Mortgage Daily

Published On: November 18, 2010

Among the findings from two mortgage fraud studies is that an increase in the risk of mortgage fraud was mostly due to a government refinance program and loans insured by the Federal Housing Administration. Another finding was that real-estate-owned sales represent more of a problem than short sales. Las Vegas and Nevada respectively represent the city and state with the highest risk of mortgage fraud.

In a third-quarter update to its 2010 Mortgage Fraud Trends Report, CoreLogic said mortgage fraud has risen 20 percent as of June 30 since the rate of fraud bottomed out in early 2009.

The report said the findings were based on a representative data sample of 7 million applications ranging from 2005 to June 30. The sample was culled from more than 80 million mortgages originated since 1996 that was provided by members of CoreLogic’s Mortgage Fraud Consortium. The company claims that nearly two-thirds of the origination market is reflected in its data.

“FHA and the Home Affordable Refinance Program accounted for most of the increased risk in 2009 and 2010,” CoreLogic said. “Real-estate-owned sales are a growing area of suspicious activity. In fact, they present a larger risk to the mortgage industry than short sales.”

Lenders unnecessarily lose an estimated $310 million in short-sale transactions each year, according to the report.

Around 4.2 percent of REO transactions were deemed risky.

A disproportionately high share of suspicious resales involve investment companies, CoreLogic said.

While income fraud has fallen by 8 percent, undisclosed debts fraud is up 9 percent and employment fraud is 5 percent worse. Employment and undisclosed-debt fraud are the fastest-growing segments.

The risk of employment-income fraud was up 23 percent from 2009 and 11 percent more than the prior quarter, according to Intethinx’s third-quarter Mortgage Fraud Risk Report.

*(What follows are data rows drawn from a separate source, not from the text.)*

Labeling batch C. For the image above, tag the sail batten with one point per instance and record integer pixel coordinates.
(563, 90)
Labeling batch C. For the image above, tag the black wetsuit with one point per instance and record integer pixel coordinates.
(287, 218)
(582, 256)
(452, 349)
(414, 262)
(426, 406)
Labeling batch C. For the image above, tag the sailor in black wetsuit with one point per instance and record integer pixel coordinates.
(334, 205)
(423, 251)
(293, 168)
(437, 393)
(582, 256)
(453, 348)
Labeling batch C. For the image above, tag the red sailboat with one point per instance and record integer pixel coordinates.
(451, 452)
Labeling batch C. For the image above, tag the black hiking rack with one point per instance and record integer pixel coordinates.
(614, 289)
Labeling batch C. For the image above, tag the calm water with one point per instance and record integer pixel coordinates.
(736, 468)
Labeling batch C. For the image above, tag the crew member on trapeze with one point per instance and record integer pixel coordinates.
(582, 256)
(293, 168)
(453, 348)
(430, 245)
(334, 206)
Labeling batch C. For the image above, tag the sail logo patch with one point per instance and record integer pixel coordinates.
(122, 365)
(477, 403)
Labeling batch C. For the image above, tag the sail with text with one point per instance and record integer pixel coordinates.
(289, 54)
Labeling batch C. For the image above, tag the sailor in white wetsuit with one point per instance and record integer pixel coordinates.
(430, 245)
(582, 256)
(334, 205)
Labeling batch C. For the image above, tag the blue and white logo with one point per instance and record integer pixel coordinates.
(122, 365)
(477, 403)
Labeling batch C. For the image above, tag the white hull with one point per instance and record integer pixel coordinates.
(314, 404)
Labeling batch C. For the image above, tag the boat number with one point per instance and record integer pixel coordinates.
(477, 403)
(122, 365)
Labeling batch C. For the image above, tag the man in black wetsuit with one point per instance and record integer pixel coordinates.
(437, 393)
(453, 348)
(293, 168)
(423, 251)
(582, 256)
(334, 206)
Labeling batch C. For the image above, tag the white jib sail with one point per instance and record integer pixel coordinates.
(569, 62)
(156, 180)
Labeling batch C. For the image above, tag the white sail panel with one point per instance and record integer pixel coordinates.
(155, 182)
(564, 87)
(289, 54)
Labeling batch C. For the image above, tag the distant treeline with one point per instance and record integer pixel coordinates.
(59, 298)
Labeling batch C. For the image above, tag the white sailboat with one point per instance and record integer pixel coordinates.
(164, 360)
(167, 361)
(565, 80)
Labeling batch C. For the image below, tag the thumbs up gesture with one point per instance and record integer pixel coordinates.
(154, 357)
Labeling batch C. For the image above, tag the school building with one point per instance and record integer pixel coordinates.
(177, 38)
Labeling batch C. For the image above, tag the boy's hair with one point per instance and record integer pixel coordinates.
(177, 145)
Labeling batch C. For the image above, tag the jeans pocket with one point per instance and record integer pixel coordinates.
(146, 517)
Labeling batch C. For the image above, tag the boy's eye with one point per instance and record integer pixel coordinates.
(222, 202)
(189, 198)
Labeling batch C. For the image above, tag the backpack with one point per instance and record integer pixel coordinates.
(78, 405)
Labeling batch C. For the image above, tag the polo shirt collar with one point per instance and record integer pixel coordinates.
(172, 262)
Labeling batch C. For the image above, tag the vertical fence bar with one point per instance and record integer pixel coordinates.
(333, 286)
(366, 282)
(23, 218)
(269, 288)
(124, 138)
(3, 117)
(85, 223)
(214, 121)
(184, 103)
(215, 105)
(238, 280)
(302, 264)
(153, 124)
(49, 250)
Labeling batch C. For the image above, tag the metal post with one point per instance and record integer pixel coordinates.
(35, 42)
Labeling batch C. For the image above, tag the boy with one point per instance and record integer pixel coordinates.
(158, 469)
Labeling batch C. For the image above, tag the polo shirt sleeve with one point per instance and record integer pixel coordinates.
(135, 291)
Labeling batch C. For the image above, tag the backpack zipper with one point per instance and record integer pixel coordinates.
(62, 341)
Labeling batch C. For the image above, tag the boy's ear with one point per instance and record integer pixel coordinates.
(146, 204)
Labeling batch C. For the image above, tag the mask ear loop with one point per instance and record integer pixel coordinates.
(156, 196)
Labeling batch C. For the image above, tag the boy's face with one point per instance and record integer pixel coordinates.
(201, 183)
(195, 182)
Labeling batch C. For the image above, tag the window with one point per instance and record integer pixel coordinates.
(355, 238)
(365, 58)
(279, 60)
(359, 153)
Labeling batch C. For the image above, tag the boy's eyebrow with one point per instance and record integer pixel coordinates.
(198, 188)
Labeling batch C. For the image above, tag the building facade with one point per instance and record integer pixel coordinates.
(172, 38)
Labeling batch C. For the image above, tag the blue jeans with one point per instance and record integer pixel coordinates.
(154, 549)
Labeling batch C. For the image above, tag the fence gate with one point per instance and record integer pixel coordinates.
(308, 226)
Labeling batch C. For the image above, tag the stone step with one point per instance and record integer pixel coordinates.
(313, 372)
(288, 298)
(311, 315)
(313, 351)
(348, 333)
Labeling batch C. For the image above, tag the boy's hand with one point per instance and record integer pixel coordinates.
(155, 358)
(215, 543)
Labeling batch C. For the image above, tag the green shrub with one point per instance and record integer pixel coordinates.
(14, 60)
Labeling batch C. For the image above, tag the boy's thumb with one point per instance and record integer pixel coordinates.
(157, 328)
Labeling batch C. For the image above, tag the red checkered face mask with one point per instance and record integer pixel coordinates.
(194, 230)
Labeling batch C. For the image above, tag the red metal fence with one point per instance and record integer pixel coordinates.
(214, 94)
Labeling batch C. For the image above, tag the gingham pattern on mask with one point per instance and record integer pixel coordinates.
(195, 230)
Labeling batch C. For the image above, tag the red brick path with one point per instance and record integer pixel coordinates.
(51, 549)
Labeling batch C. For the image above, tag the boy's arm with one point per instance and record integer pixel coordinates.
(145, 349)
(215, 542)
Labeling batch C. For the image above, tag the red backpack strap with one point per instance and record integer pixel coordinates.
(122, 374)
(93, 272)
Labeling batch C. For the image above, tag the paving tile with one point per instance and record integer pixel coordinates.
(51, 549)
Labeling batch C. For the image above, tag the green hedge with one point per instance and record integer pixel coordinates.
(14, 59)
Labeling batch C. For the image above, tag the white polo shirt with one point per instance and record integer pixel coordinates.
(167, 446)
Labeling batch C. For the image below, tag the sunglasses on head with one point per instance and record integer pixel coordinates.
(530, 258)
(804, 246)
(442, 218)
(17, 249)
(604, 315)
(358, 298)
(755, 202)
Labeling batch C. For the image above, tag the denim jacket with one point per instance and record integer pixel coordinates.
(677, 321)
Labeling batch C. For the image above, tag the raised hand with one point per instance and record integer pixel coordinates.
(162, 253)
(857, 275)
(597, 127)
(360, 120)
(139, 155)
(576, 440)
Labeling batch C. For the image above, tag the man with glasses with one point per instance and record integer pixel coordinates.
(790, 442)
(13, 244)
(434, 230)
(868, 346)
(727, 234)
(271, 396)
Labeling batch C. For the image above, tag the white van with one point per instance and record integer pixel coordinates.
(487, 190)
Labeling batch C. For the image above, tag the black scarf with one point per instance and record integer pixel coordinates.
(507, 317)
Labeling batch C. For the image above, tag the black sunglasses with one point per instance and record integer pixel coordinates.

The Interthinx report indicated that the National Mortgage Fraud Risk Index was 144, about the same as a year earlier. The report factored in more than 40 indicators of fraud.

Interthinx found that the national risk of identity theft has jumped nearly a quarter during the past year and was 5 percent worse than then second quarter.

Interthinx suggests that the increases in identity theft and employment-income fraud indicate that “fraud for property” is rising.

Property valuation fraud risk has fallen 7 percent over the past year and was down 4 percent from the second quarter. The risk of occupancy fraud fell 13 percent from a year earlier and was 7 percent lower than the prior three-month period.

The highest state index was Nevada’s: 254. The No. 2 state was Arizona, with a 214 index, then California’s 190.

The riskiest city was Las Vegas — with an index of 273. Riverside-San Bernardino-Ontario, Calif., followed with a 267 index, then Vallejo-Fairfield, Calif., where the index was 259. Half of the 10 cities with highest risk indices were in California.

“The same mortgage brokers, real estate agents, and other professionals are frequently involved in multiple fraudulent transactions involving ‘creative financing’ and/or misrepresentation of borrower qualifications,” Interthinx explained. “These professionals encourage borrowers to lie, or lie on their behalf, so that the loans will close and the professionals will make their commissions and fees.”